This article is a WTF explainer, in which we break down media and marketing’s most confusing terms. More from the series →

Digital video’s share of ad spending is growing and, with it, the need for standards that govern it. The result is an alphabet soup of ad tech jargon like VAST, VPAID and MRAID. They sound confusing, but they don’t have to be. Here’s a primer on what they are and why they matter.

Let’s start from the beginning. WTF is VAST?
VAST, or “Video Ad Serving Template,” is a script that gives video players information about which ad to play, how the ad should show up, how long it should last, and whether users are able to skip it.

Sounds like ad tech. Why is this important?
It’s important because it’s what lets video players and ad servers speak the same language. Standards mean scale, which means more volume for publishers to sell and more revenue.

OK. But why does it matter?
“The idea behind VAST is to avoid forcing a publisher to change its video stack just to use different ad servers,” said Eric Boyd, director of product at JW Player, which sells video player technology to publishers.

VAST has been around for a while. What’s changed?
VAST has grown alongside — or in response to — the demands of publishers and advertisers. Version 3.0 let video players signal which ad formats they wanted — linear, linear skippable — which was a big deal for publishers that wanted to play certain formats and not others. The Interactive Advertising Bureau this month released VAST 4.0, the first update to the video ad standards since version 3.0 came out in 2012.

What’s the catch?
With VAST, a big sticking point is adoption — or lack thereof. “VAST 4.0 has been released for public comment, but few publishers and video players support version 3.0, and most are still using version 2.0,” said Josh Speyer, CEO of mobile video ad company AerServ. “So while there are some useful additions and features in the newer VAST versions, because the industry has been slow to adopt them, VAST has not been able to evolve as quickly as it could and should.”

Does all this have anything to do with the viewability issue I keep hearing about?
Sort of. One of the big limitations with VAST is that it didn’t support viewability standards until VAST 4.0, the latest version. Instead, the industry had to cobble together a solution with VPAID.

Wait, VPAID?
VPAID (“Video Player Ad-Serving Interface Definition”) is just code that runs within video players. It’s what jazzes up a run-of-the-mill car ad and makes it an interactive one with features like overlays that let viewers click to read more. Advertisers like ads that trigger a response from viewers so they can measure their effectiveness.

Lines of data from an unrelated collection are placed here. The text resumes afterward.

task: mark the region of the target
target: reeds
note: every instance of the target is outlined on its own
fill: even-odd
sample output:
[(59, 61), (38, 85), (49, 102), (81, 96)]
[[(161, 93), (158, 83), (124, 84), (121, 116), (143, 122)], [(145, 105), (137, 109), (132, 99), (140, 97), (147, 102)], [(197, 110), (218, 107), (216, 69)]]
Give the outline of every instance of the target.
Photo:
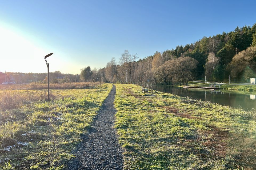
[[(95, 87), (98, 84), (97, 82), (80, 82), (65, 83), (54, 83), (50, 84), (50, 88), (59, 89), (82, 89)], [(0, 89), (11, 90), (39, 90), (47, 89), (47, 84), (31, 83), (27, 84), (17, 84), (0, 86)]]
[[(51, 98), (55, 98), (50, 93)], [(22, 103), (46, 101), (47, 91), (45, 90), (3, 90), (0, 91), (0, 110), (14, 109)]]

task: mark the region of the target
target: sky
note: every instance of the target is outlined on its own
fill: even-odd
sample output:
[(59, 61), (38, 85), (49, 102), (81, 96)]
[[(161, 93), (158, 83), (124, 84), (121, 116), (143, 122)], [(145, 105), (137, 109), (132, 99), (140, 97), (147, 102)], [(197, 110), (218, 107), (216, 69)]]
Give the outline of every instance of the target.
[(256, 1), (0, 0), (0, 71), (79, 74), (256, 22)]

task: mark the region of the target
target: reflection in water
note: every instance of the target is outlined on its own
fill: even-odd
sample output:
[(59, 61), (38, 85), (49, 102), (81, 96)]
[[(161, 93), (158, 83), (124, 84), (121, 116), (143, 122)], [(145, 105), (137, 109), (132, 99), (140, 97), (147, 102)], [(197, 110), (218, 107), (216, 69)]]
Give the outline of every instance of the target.
[(256, 94), (250, 94), (246, 92), (189, 88), (164, 86), (156, 86), (153, 88), (157, 91), (182, 97), (188, 97), (196, 100), (209, 101), (236, 108), (242, 107), (246, 110), (247, 109), (250, 110), (253, 108), (256, 109), (256, 100), (255, 100)]

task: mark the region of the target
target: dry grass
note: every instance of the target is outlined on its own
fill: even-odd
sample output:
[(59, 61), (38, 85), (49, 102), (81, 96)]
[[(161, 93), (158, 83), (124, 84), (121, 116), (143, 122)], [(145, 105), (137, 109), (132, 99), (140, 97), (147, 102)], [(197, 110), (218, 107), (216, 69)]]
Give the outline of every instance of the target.
[[(50, 98), (55, 96), (50, 93)], [(48, 98), (47, 91), (4, 90), (0, 91), (0, 110), (18, 108), (22, 103), (46, 101)]]
[(0, 169), (65, 168), (112, 87), (86, 83), (53, 90), (50, 102), (46, 90), (0, 90)]
[[(50, 88), (54, 89), (80, 89), (95, 87), (99, 84), (98, 82), (80, 82), (54, 83), (50, 84)], [(39, 90), (47, 89), (47, 84), (31, 83), (27, 84), (17, 84), (0, 86), (0, 89), (11, 90)]]

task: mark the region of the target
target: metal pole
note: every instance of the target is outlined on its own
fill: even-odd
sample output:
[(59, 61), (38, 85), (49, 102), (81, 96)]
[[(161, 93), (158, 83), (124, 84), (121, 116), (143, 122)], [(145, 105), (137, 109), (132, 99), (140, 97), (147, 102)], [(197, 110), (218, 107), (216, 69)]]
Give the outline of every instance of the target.
[(49, 73), (49, 63), (47, 63), (47, 69), (48, 71), (48, 76), (47, 76), (47, 80), (48, 82), (48, 102), (50, 101), (50, 76)]

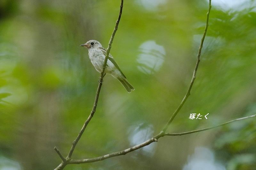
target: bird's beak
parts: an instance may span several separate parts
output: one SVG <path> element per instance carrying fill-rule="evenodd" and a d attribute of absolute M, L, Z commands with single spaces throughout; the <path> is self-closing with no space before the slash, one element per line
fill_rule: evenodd
<path fill-rule="evenodd" d="M 90 48 L 90 45 L 89 44 L 86 45 L 85 44 L 82 44 L 81 45 L 80 45 L 80 46 L 82 46 L 82 47 L 85 47 L 87 48 Z"/>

A lot of this sounds very desktop-heavy. What about mobile?
Both VAST and VPAID were initially developed in the pre-mobile, pre-app world. So the IAB developed MRAID, (Mobile Rich Media Ad Interface Definitions), a standard for rich-media ads that run in mobile apps. In March, the IAB updated MRAID standard to incorporate some of VPAID’s functionality.

Is that it?
Well, VPAID also helps give advertisers more info about about how ads are actually performing. And interactivity. Did we mention that advertisers love interactivity?

You say “interactive,” I hear “Flash.” I thought Flash was dead.
Not quite yet, but it’s on its way out. Flash also doesn’t work on mobile, which is they there’s another standard.

Please — no more standards.
Sorry, but ad tech loves standards. The last one, MRAID (““Mobile Rich Media Ad Interface Definitions”), is the standard for creating rich-media ads on mobile. It’s what lets apps show you all sorts of ad formats within mobile devices.